You acknowledge government and companies are in bed together. Companies are getting rich off this war and their CEOs are contributing to Bush's coffers...Dems too. That's the ulterior motive, not the spread of Democracy.

As for healthcare, the U.S. spends more per capita than ANY OTHER country on the planet, yet we're ranked 27th for life expectancy and 38th for infant mortality.

People act like there are no solutions to these problems but there are. It just takes a public that's willing to get informed and demand action from their representatives. Half of all bankruptcies occur due to medical expenses and 75% of those who file bankruptcy due to medical expenses had insurance, but the insurance company found "loopholes" to deny coverage. And, you want to talk about administrative costs and high salaries? Insurance CEOs average salaries in the 10 millions and 12% of expenses go toward administrative costs. With medicaid, 8% to administrative costs.

happyone 11 years, 9 months ago

Half of all bankruptcies occur due to medical expenses and 75% of those who file bankruptcy due to medical expenses had insurance. That is right on mefirst!!

Although I am not for this war in Iraq, I must say that ALL the men and women that have served in any branch of the military deserve nothing but respect. If it were not for them volunteering (or being drafted) many of the freedoms we have would not be.

Yes, the demonstrators helped but they were not the sole intities in us getting our freedoms it was a combination of both.

What surprises me with this war is that although so many people are supposedly opposed to it where are all the demonstrators?? We do not hear of any. Think back to Nam demostrations were big and continuous.

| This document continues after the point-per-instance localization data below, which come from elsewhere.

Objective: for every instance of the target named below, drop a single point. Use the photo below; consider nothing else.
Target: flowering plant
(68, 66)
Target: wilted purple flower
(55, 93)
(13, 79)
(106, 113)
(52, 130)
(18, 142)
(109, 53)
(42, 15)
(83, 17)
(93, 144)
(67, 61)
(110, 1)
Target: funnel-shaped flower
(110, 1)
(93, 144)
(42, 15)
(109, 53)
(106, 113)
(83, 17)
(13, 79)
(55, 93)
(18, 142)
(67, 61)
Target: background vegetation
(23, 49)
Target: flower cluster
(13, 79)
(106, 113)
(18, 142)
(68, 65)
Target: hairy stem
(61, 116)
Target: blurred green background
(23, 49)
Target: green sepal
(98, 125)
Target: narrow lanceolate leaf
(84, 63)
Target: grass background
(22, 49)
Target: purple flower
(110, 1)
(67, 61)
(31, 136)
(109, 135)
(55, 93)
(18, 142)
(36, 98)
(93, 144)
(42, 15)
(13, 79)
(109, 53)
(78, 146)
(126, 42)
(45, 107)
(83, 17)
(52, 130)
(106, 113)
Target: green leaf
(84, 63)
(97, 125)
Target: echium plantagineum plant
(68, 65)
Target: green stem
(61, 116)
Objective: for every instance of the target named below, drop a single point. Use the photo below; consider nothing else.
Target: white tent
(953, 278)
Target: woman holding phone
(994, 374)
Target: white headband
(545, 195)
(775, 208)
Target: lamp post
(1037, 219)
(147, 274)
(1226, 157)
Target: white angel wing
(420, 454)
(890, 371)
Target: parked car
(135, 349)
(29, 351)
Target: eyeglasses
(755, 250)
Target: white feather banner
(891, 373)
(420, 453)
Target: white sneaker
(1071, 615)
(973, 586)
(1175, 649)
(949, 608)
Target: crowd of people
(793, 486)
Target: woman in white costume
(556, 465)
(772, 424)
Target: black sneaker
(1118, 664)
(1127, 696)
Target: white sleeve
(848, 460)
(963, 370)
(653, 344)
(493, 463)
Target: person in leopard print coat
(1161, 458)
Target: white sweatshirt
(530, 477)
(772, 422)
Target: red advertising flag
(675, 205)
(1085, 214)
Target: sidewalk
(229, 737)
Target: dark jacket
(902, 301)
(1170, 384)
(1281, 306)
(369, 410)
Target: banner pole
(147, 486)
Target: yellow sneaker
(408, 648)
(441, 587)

craigers 11 years, 9 months ago

mefirst, I agree that the ulterior motive is to generate profits but I can't agree that the only reason for being in Iraq is for money. I will say that greed drives people to do some things but maybe it is just that I don't want to, but I don't believe the only reason for being in Iraq is for big oil and money. Those that say this are simplifying things a little too much.

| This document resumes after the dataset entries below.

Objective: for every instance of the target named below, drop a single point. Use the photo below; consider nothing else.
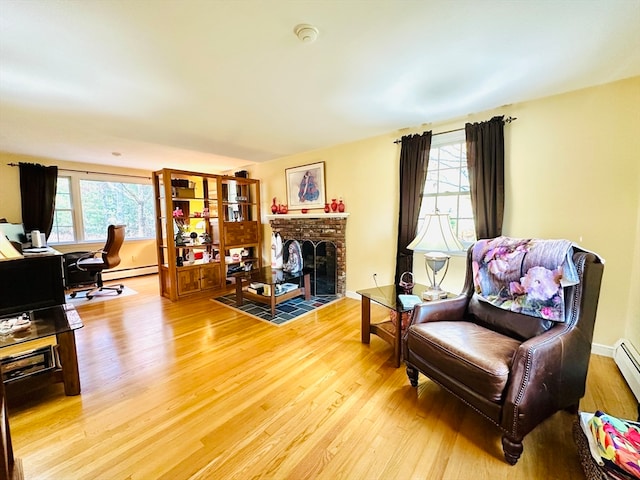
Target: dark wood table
(387, 296)
(60, 321)
(271, 277)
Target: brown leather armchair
(514, 371)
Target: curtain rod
(506, 120)
(89, 171)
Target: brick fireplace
(322, 237)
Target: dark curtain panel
(38, 186)
(414, 158)
(485, 160)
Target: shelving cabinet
(207, 227)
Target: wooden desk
(60, 322)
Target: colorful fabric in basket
(524, 275)
(613, 442)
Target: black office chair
(90, 265)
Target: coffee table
(387, 296)
(60, 321)
(271, 278)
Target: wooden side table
(387, 296)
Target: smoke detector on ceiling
(306, 33)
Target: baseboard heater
(626, 357)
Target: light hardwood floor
(193, 390)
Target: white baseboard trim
(603, 350)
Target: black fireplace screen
(320, 260)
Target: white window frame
(437, 141)
(76, 201)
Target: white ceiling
(215, 85)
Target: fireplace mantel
(307, 215)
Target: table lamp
(435, 238)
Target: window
(447, 186)
(86, 206)
(63, 231)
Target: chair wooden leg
(572, 409)
(512, 449)
(412, 373)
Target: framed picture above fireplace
(305, 186)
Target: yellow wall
(133, 254)
(572, 171)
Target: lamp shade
(436, 235)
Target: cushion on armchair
(466, 350)
(516, 325)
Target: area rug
(81, 299)
(285, 311)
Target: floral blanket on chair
(524, 275)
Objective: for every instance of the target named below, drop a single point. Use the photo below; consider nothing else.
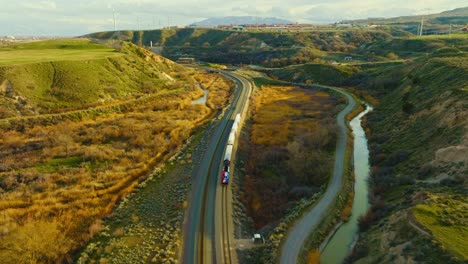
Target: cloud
(65, 17)
(40, 5)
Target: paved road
(200, 225)
(299, 232)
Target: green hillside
(57, 75)
(416, 135)
(434, 24)
(272, 49)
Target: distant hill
(463, 11)
(241, 20)
(434, 24)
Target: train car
(225, 177)
(237, 120)
(232, 137)
(226, 164)
(228, 153)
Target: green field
(68, 74)
(54, 50)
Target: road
(301, 229)
(208, 225)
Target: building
(186, 60)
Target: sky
(79, 17)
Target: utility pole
(422, 26)
(113, 15)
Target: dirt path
(301, 229)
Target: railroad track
(226, 225)
(208, 223)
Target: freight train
(228, 153)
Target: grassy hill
(418, 135)
(272, 49)
(81, 126)
(434, 24)
(58, 75)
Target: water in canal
(201, 100)
(340, 244)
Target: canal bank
(340, 244)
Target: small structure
(238, 28)
(186, 60)
(258, 239)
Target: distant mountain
(241, 20)
(463, 11)
(460, 15)
(452, 21)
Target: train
(225, 174)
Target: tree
(35, 242)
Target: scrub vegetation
(292, 138)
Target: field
(62, 172)
(51, 86)
(54, 50)
(289, 149)
(445, 217)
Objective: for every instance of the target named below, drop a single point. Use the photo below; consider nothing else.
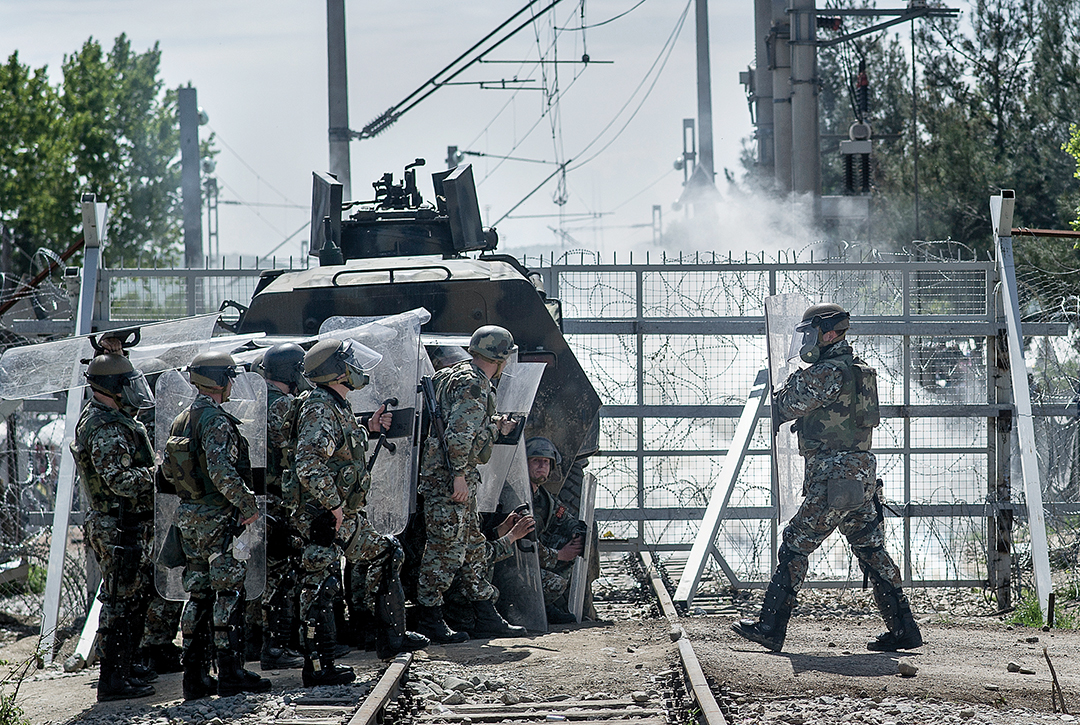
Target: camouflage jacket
(280, 423)
(331, 448)
(223, 456)
(835, 401)
(468, 403)
(115, 459)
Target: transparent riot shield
(517, 578)
(247, 402)
(49, 367)
(394, 383)
(516, 389)
(782, 312)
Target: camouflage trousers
(814, 520)
(454, 544)
(124, 578)
(162, 620)
(212, 576)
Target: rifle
(435, 415)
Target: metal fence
(674, 347)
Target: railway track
(389, 702)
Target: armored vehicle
(397, 253)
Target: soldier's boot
(770, 629)
(319, 666)
(430, 623)
(275, 654)
(232, 679)
(903, 631)
(111, 683)
(198, 683)
(392, 636)
(489, 622)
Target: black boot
(771, 626)
(903, 631)
(197, 655)
(392, 638)
(319, 667)
(111, 683)
(431, 625)
(489, 622)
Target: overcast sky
(260, 72)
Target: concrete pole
(190, 186)
(781, 97)
(704, 93)
(763, 85)
(806, 153)
(337, 86)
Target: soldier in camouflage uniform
(836, 407)
(216, 502)
(282, 366)
(159, 650)
(454, 539)
(561, 537)
(115, 459)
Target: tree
(110, 129)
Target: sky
(259, 69)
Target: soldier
(159, 652)
(454, 539)
(332, 470)
(115, 459)
(836, 407)
(561, 536)
(282, 366)
(206, 460)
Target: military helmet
(826, 317)
(284, 363)
(212, 371)
(493, 343)
(538, 446)
(115, 376)
(329, 359)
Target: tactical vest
(848, 423)
(184, 462)
(347, 464)
(94, 417)
(484, 443)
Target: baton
(382, 442)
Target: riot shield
(49, 367)
(393, 381)
(247, 402)
(516, 389)
(517, 578)
(782, 312)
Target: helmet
(212, 371)
(331, 359)
(493, 343)
(807, 343)
(113, 375)
(539, 446)
(284, 363)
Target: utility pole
(338, 95)
(190, 187)
(704, 93)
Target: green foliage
(109, 129)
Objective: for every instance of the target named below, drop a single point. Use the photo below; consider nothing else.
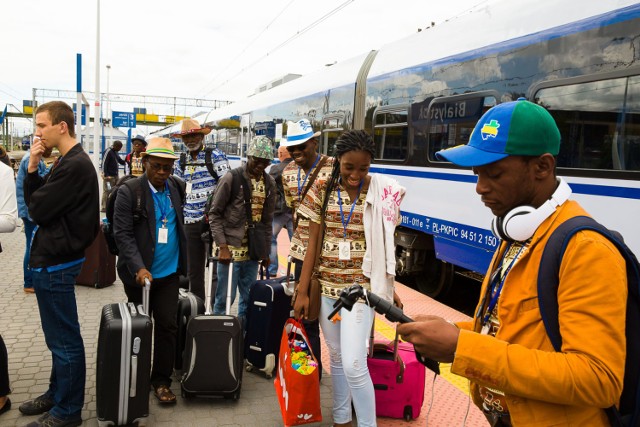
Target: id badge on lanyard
(344, 250)
(163, 235)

As for healthcare, I still think this is one of the consequences of the free market system we have where profit is the driver of business. I don't see the costs going down anytime soon unless we completely revise our economic structure or compromise the free market with large restrictions on the health care industry.

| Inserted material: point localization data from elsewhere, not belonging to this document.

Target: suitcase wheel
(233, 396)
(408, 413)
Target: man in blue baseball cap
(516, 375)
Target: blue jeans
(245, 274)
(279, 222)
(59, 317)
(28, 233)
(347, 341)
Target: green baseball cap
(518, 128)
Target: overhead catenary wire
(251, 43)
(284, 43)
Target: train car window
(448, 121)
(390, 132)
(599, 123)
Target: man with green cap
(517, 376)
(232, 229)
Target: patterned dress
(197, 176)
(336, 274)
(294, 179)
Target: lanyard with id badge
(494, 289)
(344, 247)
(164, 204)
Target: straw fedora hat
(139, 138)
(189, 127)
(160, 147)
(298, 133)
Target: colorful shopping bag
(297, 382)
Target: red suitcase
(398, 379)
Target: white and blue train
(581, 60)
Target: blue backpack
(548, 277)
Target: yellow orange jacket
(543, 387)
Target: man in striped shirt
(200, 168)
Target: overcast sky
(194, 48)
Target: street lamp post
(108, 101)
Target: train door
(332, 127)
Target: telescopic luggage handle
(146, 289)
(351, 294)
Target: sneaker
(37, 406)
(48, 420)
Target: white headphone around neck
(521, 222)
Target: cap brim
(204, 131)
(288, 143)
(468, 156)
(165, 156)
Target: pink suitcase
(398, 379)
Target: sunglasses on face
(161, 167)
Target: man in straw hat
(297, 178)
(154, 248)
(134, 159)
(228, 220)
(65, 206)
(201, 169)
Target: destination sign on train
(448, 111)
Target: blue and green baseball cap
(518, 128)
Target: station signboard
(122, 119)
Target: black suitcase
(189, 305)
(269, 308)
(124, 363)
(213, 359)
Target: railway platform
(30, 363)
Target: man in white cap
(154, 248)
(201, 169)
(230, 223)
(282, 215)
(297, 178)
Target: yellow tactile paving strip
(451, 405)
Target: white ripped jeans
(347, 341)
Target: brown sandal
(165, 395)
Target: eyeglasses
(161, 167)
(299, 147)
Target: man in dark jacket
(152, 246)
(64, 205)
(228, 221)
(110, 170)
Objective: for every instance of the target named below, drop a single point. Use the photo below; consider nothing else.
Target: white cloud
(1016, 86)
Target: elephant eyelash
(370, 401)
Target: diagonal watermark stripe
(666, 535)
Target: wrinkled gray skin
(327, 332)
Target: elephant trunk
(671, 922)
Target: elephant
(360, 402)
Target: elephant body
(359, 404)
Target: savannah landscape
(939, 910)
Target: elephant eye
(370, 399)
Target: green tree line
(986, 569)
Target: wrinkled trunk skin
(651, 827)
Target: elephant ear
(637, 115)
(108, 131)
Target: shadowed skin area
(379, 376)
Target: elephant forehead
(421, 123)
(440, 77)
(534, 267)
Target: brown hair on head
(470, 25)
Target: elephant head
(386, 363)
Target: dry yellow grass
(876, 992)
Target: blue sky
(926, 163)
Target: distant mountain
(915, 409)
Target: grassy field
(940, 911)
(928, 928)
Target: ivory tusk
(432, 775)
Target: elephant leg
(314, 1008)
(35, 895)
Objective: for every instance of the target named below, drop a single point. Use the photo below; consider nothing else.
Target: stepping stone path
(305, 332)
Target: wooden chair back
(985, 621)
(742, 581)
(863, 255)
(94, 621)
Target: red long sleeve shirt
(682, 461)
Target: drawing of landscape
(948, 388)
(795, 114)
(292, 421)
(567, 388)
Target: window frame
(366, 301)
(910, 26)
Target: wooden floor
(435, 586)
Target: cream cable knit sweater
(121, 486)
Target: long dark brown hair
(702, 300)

And I apologize about losing my cool earlier yesterday. I do appreciate what you did in serving our country. I wasn't very composed yesterday for some reason.

mefirst 11 years, 9 months ago

No need to apologize. Seriously. I wish people could dialogue on this webpage without resorting to anger (I'm guilty), pettiness, and insults.

I have to say Craigers, when it comes to the "free market" and certain hotbutton issues, I've determined that the free market only exists when convenient for big business. For example, the free market would dictate that if you were in need of medications, you could get them from the cheapest sources, even if that means from Canada or Mexico. But, that's not allowed...why? Because the pharmaceutical companies have politicians in their pockets.

High insurance premiums, failure to pay for services, the cost of health's not driven by the free market. OUr access to the free market is limited. Costs are so high because pharmaceutical companies are running the show.

The healthcare industry will change only when Americans are dying left and right because they can't afford coverage. It may take 10-20 years, but it will happen.

yourworstnightmare 11 years, 9 months ago

We aren't allowed to see pictures of them in the media when they return to the country in coffins, so why should the commissioning be covered?